A US military space plane took off into orbit on Sunday loaded with scientific experiments. This is the sixth flight of an X-37B, a remote-controlled, unmanned solar aircraft.
Authorities did not report how long the ship will remain in orbit or the purpose of the mission. But Jim Chilton, a vice president at Boeing, the maker of the X-37Bs, said each mission has been getting longer.
The previous mission lasted a record two years, and last year the plane returned to NASA’s Kennedy Space Center.
RELATEDThe winged spacecraft resembles old NASA shuttles, but much smaller at just 9 meters (29 feet) long. The recently launched has an additional compartment for experiments, including several for NASA and the Naval Research Laboratory, that is, it is the X-37B that has carried the most scientific load.

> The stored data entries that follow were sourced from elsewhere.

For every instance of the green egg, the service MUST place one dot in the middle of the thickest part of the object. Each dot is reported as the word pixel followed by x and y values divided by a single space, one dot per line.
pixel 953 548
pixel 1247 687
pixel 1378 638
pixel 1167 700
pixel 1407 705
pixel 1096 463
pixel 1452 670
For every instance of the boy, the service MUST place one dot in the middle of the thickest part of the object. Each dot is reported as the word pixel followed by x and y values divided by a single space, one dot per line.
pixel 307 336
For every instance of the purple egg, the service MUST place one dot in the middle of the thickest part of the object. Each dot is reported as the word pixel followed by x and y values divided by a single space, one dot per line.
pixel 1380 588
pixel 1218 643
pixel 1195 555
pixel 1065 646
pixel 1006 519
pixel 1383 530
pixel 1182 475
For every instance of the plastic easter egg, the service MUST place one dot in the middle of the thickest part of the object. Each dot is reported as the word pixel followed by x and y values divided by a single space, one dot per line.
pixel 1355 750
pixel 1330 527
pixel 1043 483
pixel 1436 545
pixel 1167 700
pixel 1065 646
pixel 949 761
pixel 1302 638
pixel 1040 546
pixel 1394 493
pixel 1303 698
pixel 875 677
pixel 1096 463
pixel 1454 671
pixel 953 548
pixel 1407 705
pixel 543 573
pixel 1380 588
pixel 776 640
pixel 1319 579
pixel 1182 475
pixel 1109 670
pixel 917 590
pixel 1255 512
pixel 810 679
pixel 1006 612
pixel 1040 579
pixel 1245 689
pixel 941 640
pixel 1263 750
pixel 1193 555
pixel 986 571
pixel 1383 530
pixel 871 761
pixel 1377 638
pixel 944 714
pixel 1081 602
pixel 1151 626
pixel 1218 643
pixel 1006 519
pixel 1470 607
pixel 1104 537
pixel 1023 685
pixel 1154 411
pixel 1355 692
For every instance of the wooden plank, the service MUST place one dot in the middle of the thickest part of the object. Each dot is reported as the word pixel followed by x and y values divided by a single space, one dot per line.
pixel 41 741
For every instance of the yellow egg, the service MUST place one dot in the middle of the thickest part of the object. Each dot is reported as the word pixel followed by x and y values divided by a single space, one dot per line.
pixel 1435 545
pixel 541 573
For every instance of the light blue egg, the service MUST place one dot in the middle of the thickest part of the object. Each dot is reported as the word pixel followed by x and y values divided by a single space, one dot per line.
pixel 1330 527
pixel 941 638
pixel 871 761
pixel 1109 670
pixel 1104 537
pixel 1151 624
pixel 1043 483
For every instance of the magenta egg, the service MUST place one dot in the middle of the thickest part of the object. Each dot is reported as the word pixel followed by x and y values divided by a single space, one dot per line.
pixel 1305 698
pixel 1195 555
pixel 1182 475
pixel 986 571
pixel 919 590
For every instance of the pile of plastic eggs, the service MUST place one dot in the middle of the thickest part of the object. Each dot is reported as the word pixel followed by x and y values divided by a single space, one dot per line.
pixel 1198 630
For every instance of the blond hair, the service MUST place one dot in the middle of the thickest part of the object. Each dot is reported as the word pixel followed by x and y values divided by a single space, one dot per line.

The Air Force has two of these reusable space planes. Its base of operations is a former shuttle hangar at the Kennedy Space Center, also in Florida.
Since the first flight in 2010, the secret space planes had recorded a combined orbit of 2,865 days as of Sunday, meaning “just under eight years in orbit,” Chilton said.
The United Launch Alliance company provided the Atlas V rocket and dedicated the launch on Sunday to healthcare workers and others working on the front line of the pandemic.
On Tuesday from Cape Canaveral, the company SpaceX will try to launch another batch of its Starlink satellites for global internet service. It will be the last SpaceX flight before its first astronaut launch, scheduled for May 27 from the Kennedy Center.